One of the greatest albums of the 1990s is Smashing Pumpkin’s Mellon Collie and the Infinite Sadness and if you disagree, feel free to send me an email at A two disc spectacular of sun and moon, raging drums and guitar chords interspersed with melancholy/mellon collie melodies.  My Discman played this album on repeat during my adolescence.

I realized for the first time today that I have misheard the opening lyrics to “Tonight, Tonight” for the past twenty years.  Or maybe I have always heard them the way I wanted to in my mind.

Here’s my version:

Time is never time at all
You can never ever leave
Without leaving a piece of you

The legit version:

Time is never time at all
You can never ever leave
Without leaving a piece of youth

I looked up the Wikipedia page about Mellon Collie and the Infinite Sadness and this struck me:

However, Billy Corgan has also said that the album is based on “the human condition of mortal sorrow”. Corgan aimed the album’s message at people aged 14 to 24 years, hoping “to sum up all the things I felt as a youth but was never able to voice articulately.” He summed up by stating, “I’m waving goodbye to me in the rear view mirror, tying a knot around my youth and putting it under the bed.”

(Sidenote: I am not doing a deep dive on this research.  If you really care to, go to the Wikipedia page and look up the sources).

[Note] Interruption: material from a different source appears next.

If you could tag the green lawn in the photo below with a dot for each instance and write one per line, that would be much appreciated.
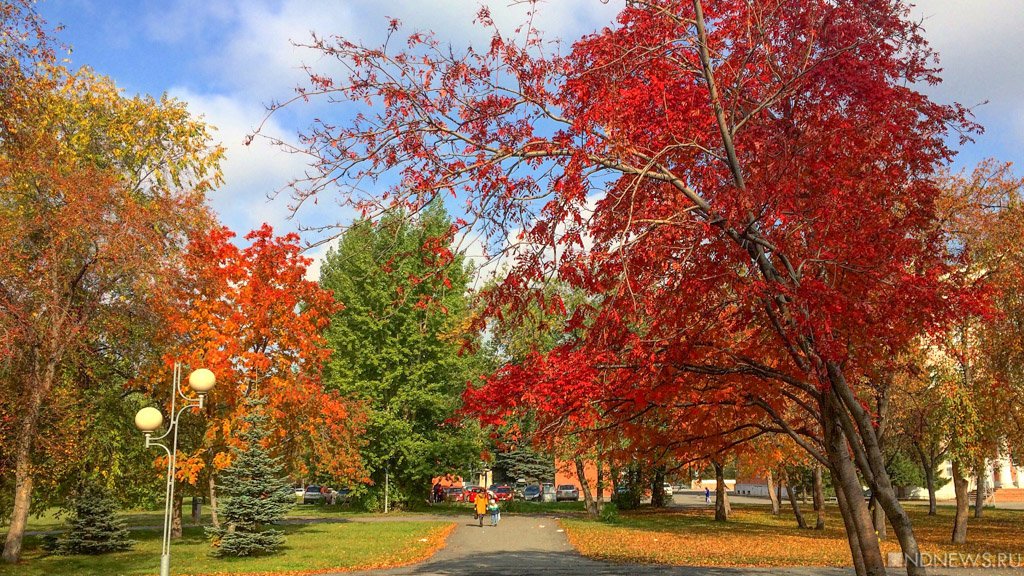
(308, 547)
(516, 506)
(755, 537)
(49, 520)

As someone who has suffered from chronic depression and anxiety since youth, I now realize why this music is so special to me.  I have always been able to tap into “the human condition of mortal sorrow” and usually have either felt it so acutely that living was painful, or have tried to entirely avoid it.  As I now approach middle-aged existence, I have found a way to sit with it. 

Still, shit happens.  To quote language I learned at my last job, a “prompting event” occurs and the pain emerges.

A brilliant author and activist that I follow on Instagram recently shared a meme that said: “If an employer ever says ‘We’re like a family here’, what they mean is they’re going to ruin you psychologically”.

I would amend that to say that if an employer treats employees like family or attempts to create a “tribe” atmosphere, you’re as good as ruined when it comes time for you to part ways.

The thing is that it works when it is working (and even that’s debatable).  Think about it for a minute…families are inherently full of dysfunction and odd dynamics.  We also should acknowledge that each family has their favorites – the untouchables.  Others may be disproportionately discriminated against or punished for a plethora of reasons.

The point remains that although in theory it is a lovely concept, it is actually a terrible idea to enact.

Some families are really fucked up.  Some people have entirely lost their families and are extremely vulnerable.  A surrogate family sounds like a dream, but only until the dream ends.  Or the family breaks down.  Or someone is banished.

What exactly does this have to do with “Tonight, Tonight” and the lyrics I heard? 

You can never ever leave

Without leaving a piece of you

At this point, I’ve got pieces all over the place.  If you happen to find one, would you be so kind as to return it to me?